Find Out If Your Photo Is in This AI Training Dataset

Facial recognition systems are everywhere, from security cameras trying to detect criminals to the way Snapchat finds your face to wear bunny ears. Computers need a lot of data to learn how to recognize faces, and some of it comes from Flickr.

IBM released the Face Variety dataset earlier this year, which is probably a good thing in some ways: Many early facial recognition algorithms have been trained on skinny white celebrities because it’s easy to find a lot of celebrity photos. … Your data source affects what your algorithm can do and understand, which is why there are many racist, sexist algorithms out there . This dataset is intended to help by providing facial images along with facial data such as skin color.
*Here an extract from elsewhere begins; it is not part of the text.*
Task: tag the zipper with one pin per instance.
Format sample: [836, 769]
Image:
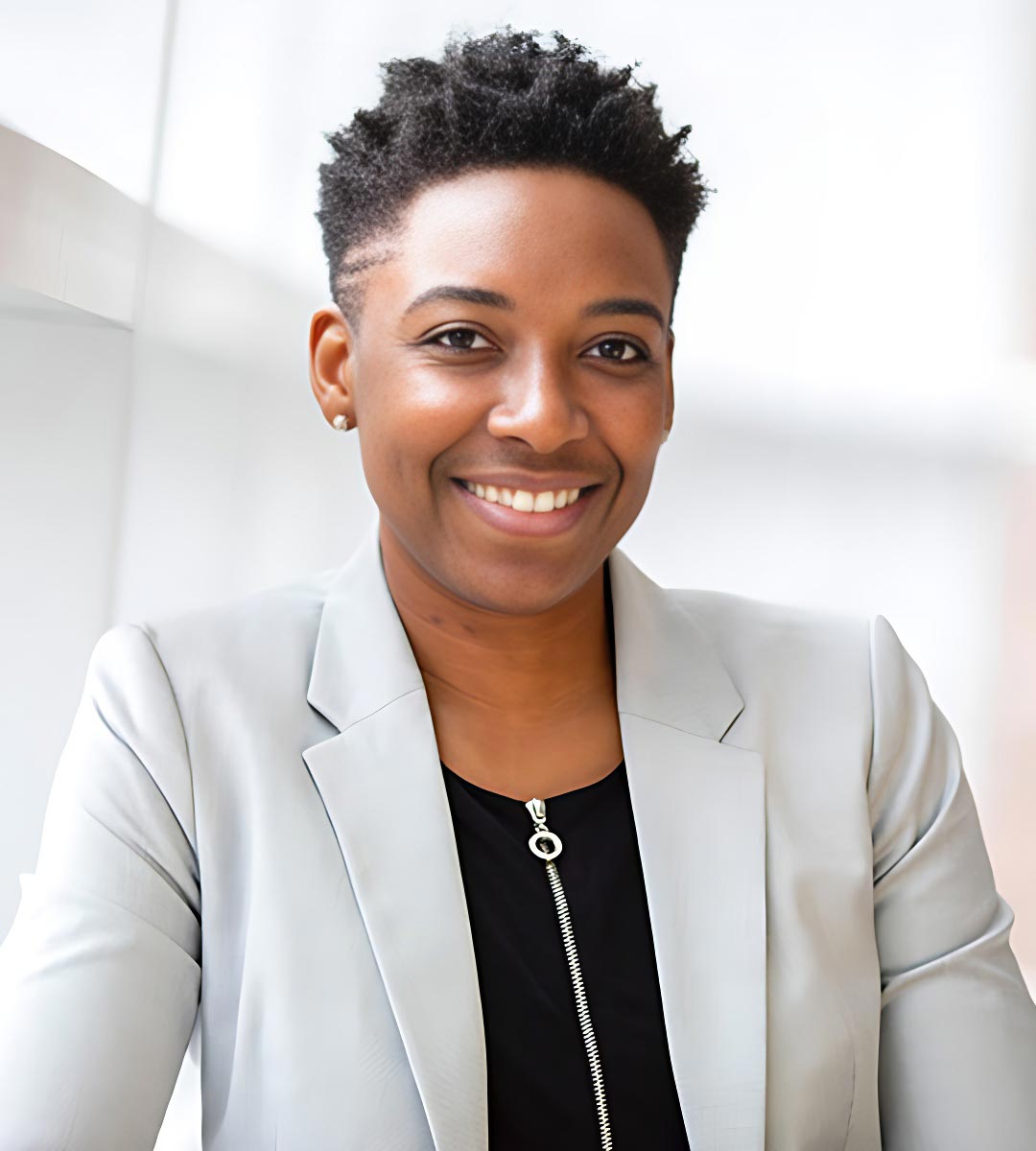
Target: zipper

But most of the people who uploaded their personal snapshots to Flickr probably didn’t realize that years later, their faces, and those of their friends and families, could be used to teach the next big mega-algorithm. If you have applied a Creative Commons license to your photographs, even “non-commercial” ones, you might be in this dataset.

NBC says IBM says it will remove images from the dataset at the request of the photographer or the person being photographed, but they haven’t made the dataset publicly available, so there’s no way to know for sure if you’re actually there. Removing a photo won’t be easy, but if you want to know if any of your photos have been used, you can enter your Flickr username into the NBC tool here . This is not necessarily the only data your photo may contain, but at least there is a way to tell if your photos have been used.